A linear extrapolation based on the RIPE burn rate and pool size suggests that RIPE would run out of IPv4 addresses in May of next year. There is currently no indication of a “rush to the bank” in the RIPE region. The current burn rate is actually slower than the yearly average.  

Modeling RIPE based on APNIC

We know that the demand in APNIC increased substantially when it was apparent that they would be the first RIR to be depleted. If RIPE is experiencing the same type of rush, when would then RIPE get depleted? Let’s do the math:

RIPE has 4.27 x /8 addresses left in their pool. This equals about 71,650,000 addresses.

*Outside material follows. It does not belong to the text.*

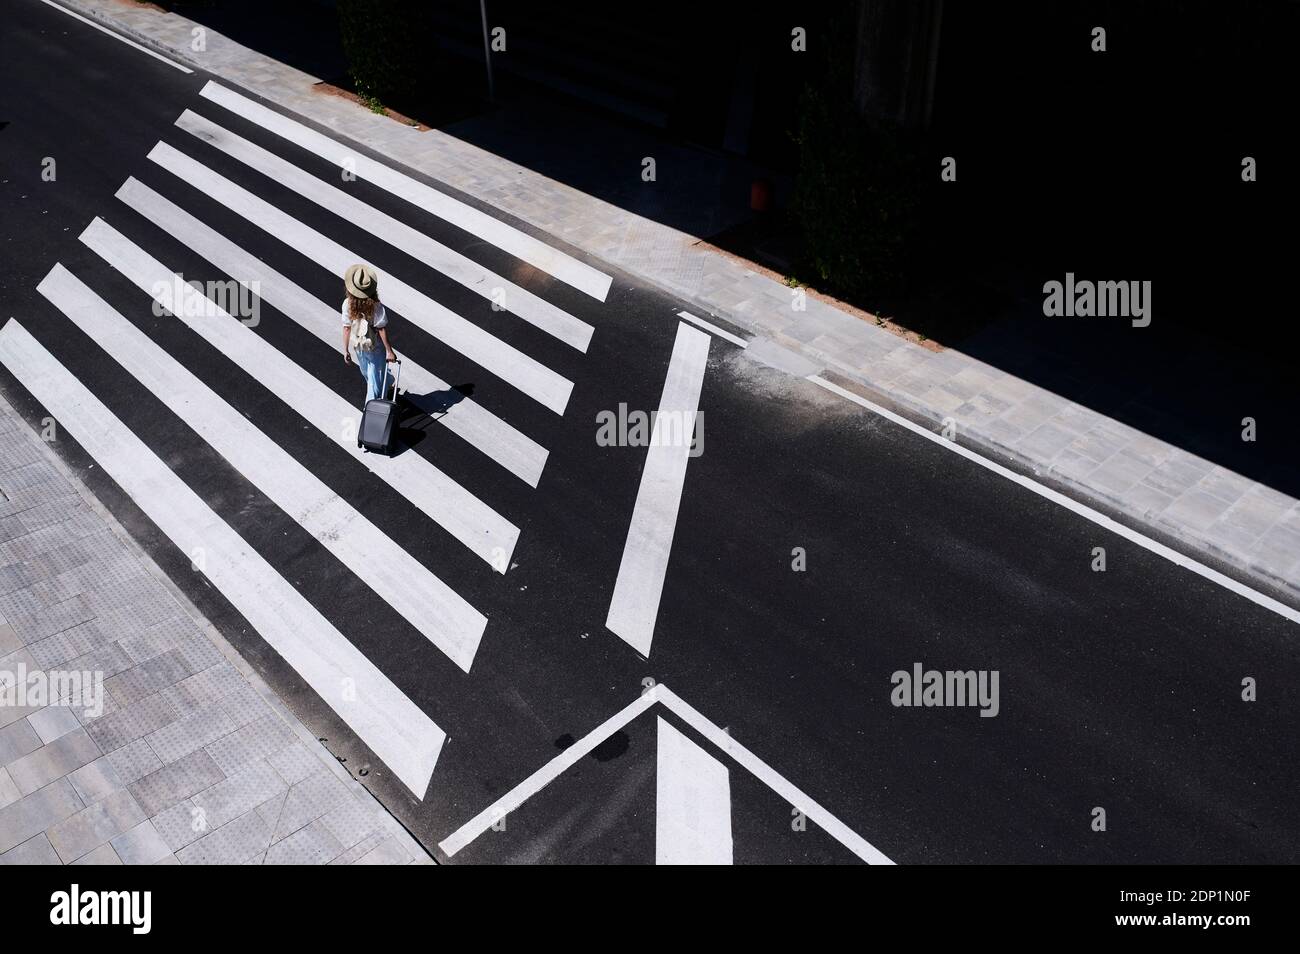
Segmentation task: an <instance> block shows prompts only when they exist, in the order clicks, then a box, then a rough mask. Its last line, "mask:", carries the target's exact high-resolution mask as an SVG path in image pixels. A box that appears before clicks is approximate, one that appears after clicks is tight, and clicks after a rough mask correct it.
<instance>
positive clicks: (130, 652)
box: [0, 399, 432, 864]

The one year average burn rate in the RIPE region has been around 150,000 addresses per day. The rush experienced in APNIC increased the demand by 3.08 times. A similar increase in demand would get RIPE to a burn rate of 460,000 addresses per day. With such burn rate, RIPE would only be able to honor delegation requests for another 156 days.

Based on the calculations above, the RIPE depletion date could be as early as 19^th September 2011.

The wildcard in this calculation is of course if “RIR shopping” will become popular. The fear is that members of other regions will start allocating addresses in regions with remaining IPv4 addresses. If this will become a reality, we could see an even earlier RIPE depletion date.

APNIC has announced that they are running out of IPv4 addresses. They have less than 1 x /8 left. This trigger a very strict delegation policy and IPv4 addresses will not be available the conventional way any longer in the region.

This means that we soon will see IPv6 only hosts in Asia Pacific. If you are doing business online and intend to provide service to those clients you will have to have IPv6 implemented. This is the final warning that you will have to implement IPv6 regardless of what region you are located in.